Жукова оно одурачить не могло. Он знал, что Сталин терзается от беспокойства. Его реакция на информацию о скором нападении становилась все более резкой. Он стал избегать Жукова и Тимошенко, требовавших от него принять меры. В первой половине июня он провел восемь дней на своей даче в Кунцево, не приезжая в Кремль. Между 14-м и 18-м он ни разу не принял наркома обороны и начальника Генштаба. 19-го Сталин снова уехал из Кремля, куда вернулся только 20 июня в 20 часов. 17 июня, когда он находился на ближней даче, нарком госбезопасности Меркулов доложил ему, что германские приготовления завершены и вторжения можно ждать со дня на день.
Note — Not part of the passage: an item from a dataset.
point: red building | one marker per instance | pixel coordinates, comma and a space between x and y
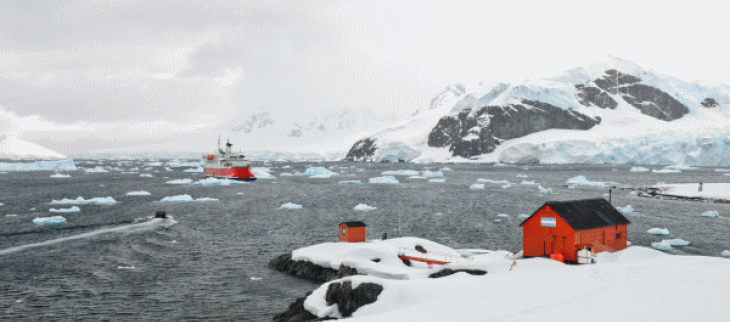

Он не знал, что в этот самый день Гитлер отдал окончательный приказ начать операцию «Барбаросса» 22 июня в 03:00 по берлинскому времени. Источник Меркулова из министерства авиации также передал часть текста речи Розенберга, из которой можно уяснить радикальную цель Гитлера и которая начинается следующими словами: «Само название Советского Союза должно быть стерто с карты». На полях Сталин написал: «Товарищу Меркулову. Можете послать ваш „источник“ из штаба германской авиации к е…й матери. Это не „источник“, а дезинформатор [подчеркнуто Сталиным]». Самым невероятным было то, что даже германский посол граф Шуленбург, отрицательно относившийся к возможности войны Германии с СССР, попытался предупредить своего коллегу Деканозова, что Гитлер вот-вот нападет на Советский Союз. Этот уникальный в истории дипломатии факт подтверждают два свидетеля беседы – переводчики В.Д. Павлов и Г. Хильгер. Микоян был в курсе, Молотов тоже. Но Деканозов не захотел понимать прозрачных намеков Шуленбурга.